First covered bond ETF outflows since ’12 on QE
Covered bond ETFs in the first quarter experienced their first net outflows since the first three months of 2012, according to data compiled by Markit, with analysts at the financial information services provider attributing the turnaround to the fall in yields on the back of QE.
Net outflows from covered bond ETFs (exchange traded funds) approached $193m (Eu182m) in the first quarter, after inflows every quarter since the first quarter of 2012, which peaked at over $400m in the second quarter of 2014. Markit’s data covers around 10 covered bond ETFs.
Neil Mehta, analyst at Markit, attributed the shift to the European Central Bank’s interventions, including its third covered bond purchase programme.
“With a guaranteed bidder in the market and the European quantitative easing in full swing, covered bond spreads have been on a steady decline since 2012,” he said. “The latest ECB intervention further tightened spreads and the asset class is now yielding less than 40bp over German Bunds, according to the iBoxx EUR Liquid Covered Index.
“With spreads hovering at five year lows, investors searching for yield appear to have lost their patience with the asset class.”
Mehta noted that covered bonds’ outperformance versus the highest quality corporate bonds – represented by the iBoxx Euro Corporates AAA index – has created a spread of 28bp between the two asset classes. Fellow Markit analyst Simon Colvin said that this has been reflected in broader bond ETF flows in the first quarter.

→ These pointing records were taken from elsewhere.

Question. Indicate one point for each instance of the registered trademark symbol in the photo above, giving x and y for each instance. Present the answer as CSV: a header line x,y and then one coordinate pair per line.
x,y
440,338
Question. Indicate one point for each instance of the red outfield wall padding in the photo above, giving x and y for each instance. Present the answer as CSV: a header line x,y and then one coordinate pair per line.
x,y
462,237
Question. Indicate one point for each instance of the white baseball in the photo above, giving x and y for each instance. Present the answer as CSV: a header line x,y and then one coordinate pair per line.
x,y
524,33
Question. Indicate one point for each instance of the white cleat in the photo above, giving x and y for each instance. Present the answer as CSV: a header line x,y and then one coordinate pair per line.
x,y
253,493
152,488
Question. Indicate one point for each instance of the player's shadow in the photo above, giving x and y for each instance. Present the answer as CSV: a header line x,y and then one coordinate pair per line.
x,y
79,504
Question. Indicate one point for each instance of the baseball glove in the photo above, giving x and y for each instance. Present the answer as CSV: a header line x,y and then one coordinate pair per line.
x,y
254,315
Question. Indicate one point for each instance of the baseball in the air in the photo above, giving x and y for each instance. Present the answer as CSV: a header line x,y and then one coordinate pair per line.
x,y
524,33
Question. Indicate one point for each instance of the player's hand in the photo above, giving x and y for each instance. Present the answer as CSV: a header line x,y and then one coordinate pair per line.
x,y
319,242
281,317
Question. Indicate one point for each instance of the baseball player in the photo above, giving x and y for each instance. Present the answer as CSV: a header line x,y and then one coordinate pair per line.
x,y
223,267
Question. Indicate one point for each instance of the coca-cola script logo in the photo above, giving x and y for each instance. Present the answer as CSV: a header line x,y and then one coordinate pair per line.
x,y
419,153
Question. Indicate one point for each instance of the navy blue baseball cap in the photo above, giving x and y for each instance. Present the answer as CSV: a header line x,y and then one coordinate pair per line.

“The flows in recent quarters have been roughly evenly split between governments bonds and corporates, but the inflows have mostly been on the corporate side this quarter,” he said. “You can maybe read into that people are buying less governments due to the fall in yields.
“But covered bonds have been the only asset class on the ETF bond space that has seen a big outflow, and you can correlate that back to the trend in yields.”
Although the figures are low relative to the size of the asset class, the change of direction in flows is seen as significant. A covered bond analyst said the figures further undermined the ECB’s stance that CBPP3 and wider interventions are neither affecting the functioning of the covered bond market nor crowding out investors.